The Jupiter Absolute Return fund has the ability to take short positions in stocks, that is to bet against them, and Clunie had notably held a short position in Tesla shares for a considerable period of time. Shares in the electric vehicle maker have soared more than 500% this year and the stock has now joined the S&P 500 as the sixth largest position in the index.
Betting Against Soaring Stocks
Of his bet against the tech favourite, Clunie has previously told Morningstar: “It’s simply the expression of a negative view on the price of an asset. I have an idea of what it’s worth and why it should go down.”
The manager has also shorted video streaming service Netflix (NFLX), retail giant Amazon (AMZN) and Chinese electric vehicle maker Nio (NIO), all which have soared this year, further hurting the fund’s performance. Clunie told Morningstar earlier this year: ““What I’ve done is what I call ‘sensible’ stuff and maybe that’s my weakness: it’s too logical, it’s too evidence-based, it’s too sensible.””
Jonathan Miller, head of manager research at Morningstar UK, says Clunie had long been clear on his process, which had a value bias and was “short the type of quality growth stocks and technology names that have rallied in recent years”, a trend that has only been exacerbated in 2020. Miller adds: “John Maynard Keynes says that ‘markets can remain irrational longer than you can stay solvent’, and I think we’ve seen that in action here.”

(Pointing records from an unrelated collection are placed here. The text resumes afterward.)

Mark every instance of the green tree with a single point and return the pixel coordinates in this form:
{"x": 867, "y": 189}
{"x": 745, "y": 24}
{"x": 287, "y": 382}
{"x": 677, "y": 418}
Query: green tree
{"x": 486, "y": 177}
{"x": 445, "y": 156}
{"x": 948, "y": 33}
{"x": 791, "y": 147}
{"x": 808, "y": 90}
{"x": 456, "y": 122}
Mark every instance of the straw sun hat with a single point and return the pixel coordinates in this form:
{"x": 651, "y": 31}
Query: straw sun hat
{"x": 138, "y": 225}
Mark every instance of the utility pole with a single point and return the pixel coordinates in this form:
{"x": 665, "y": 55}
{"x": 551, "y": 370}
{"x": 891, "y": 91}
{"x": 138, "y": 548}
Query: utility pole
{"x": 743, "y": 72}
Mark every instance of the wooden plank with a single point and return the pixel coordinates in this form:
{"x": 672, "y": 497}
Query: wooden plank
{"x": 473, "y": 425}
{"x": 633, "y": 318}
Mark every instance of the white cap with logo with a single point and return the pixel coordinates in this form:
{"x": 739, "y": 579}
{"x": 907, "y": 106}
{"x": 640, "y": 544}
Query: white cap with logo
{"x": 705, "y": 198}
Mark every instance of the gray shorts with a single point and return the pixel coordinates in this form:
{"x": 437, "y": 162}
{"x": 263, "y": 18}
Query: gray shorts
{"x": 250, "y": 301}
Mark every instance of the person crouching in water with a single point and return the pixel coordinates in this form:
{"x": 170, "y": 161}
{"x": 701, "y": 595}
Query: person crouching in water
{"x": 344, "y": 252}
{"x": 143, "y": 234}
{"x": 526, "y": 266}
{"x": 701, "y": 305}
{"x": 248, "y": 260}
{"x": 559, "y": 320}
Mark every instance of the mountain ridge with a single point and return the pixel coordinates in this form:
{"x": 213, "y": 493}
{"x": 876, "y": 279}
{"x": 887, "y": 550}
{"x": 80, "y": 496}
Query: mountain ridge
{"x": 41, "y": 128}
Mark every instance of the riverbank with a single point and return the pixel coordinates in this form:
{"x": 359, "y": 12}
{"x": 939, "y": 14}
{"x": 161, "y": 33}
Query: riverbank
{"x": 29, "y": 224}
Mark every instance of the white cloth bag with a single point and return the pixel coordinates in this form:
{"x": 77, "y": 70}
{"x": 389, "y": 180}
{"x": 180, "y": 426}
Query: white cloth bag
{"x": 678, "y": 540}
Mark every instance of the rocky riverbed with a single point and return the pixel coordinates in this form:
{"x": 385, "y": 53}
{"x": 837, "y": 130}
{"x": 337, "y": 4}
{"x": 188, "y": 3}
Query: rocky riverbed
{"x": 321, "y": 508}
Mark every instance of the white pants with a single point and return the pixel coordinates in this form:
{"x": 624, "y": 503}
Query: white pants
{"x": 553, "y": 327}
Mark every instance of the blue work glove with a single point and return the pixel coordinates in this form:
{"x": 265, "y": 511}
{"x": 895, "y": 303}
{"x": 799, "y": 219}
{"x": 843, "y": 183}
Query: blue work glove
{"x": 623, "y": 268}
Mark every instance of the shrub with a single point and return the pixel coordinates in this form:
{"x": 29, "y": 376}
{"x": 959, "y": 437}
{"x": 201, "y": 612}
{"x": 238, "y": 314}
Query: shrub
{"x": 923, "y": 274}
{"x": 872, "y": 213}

The fund’s sustained period of underperformance has led to significant outflows, with £553 million withdrawn from the fund in March at the height of the Covid-19 pandemic. In March, just 28 of the 121 funds in the Investment Association Targeted Absolute Return sector positive positive returns. Assets under management in the Jupiter fund have now dwindled to just £180 million.
Strategic Review at Jupiter
From January 1, 2021 the Jupiter Absolute Return fund will be managed by Jupiter’s multi-asset team, lead by Talib Sheikh. A Jupiter spokesman says the move will mean the fund can “draw upon a broader range of capabilities under the experienced leadership of Sheikh”. Jupiter adds: “While we intend to retain the core proposition of the global, outcome-oriented approach of the fund, we will take the opportunity to review aspects of the investment process and proposition.”
The change comes as part of a wider strategic review at the boutique investment house, which earlier this year bought rival group Merian. Under the review, the Jupiter Global Absolute Return and Jupiter Europa funds will be closed from December 15, with the manager of the latter, Mike Buhl-Nielsen, also leaving the company.
Elsewhere, the Jupiter Growth & Income fund will now be managed by Ed Meier, formerly of Merian Global Investors, and the Jupiter Distribution & Growth and Jupiter Distribution fund will also be handed to Sheikh’s multi-asset team.
Morningstar analyst Rajesh Yadav said: “We will meet with Sheikh and [his colleague] Rhys Petheram in the coming weeks to better understand how they intend to run the strategy going forward. Until then, the strategies are placed under review.”
Jupiter chief investment officer Stephen Pearson addeds: “In line with our recent Assessment of Value report, it is important that we keep our product range under constant review to make sure that we are providing the most suitable and relevant range of products to fit the evolving needs of our clients.”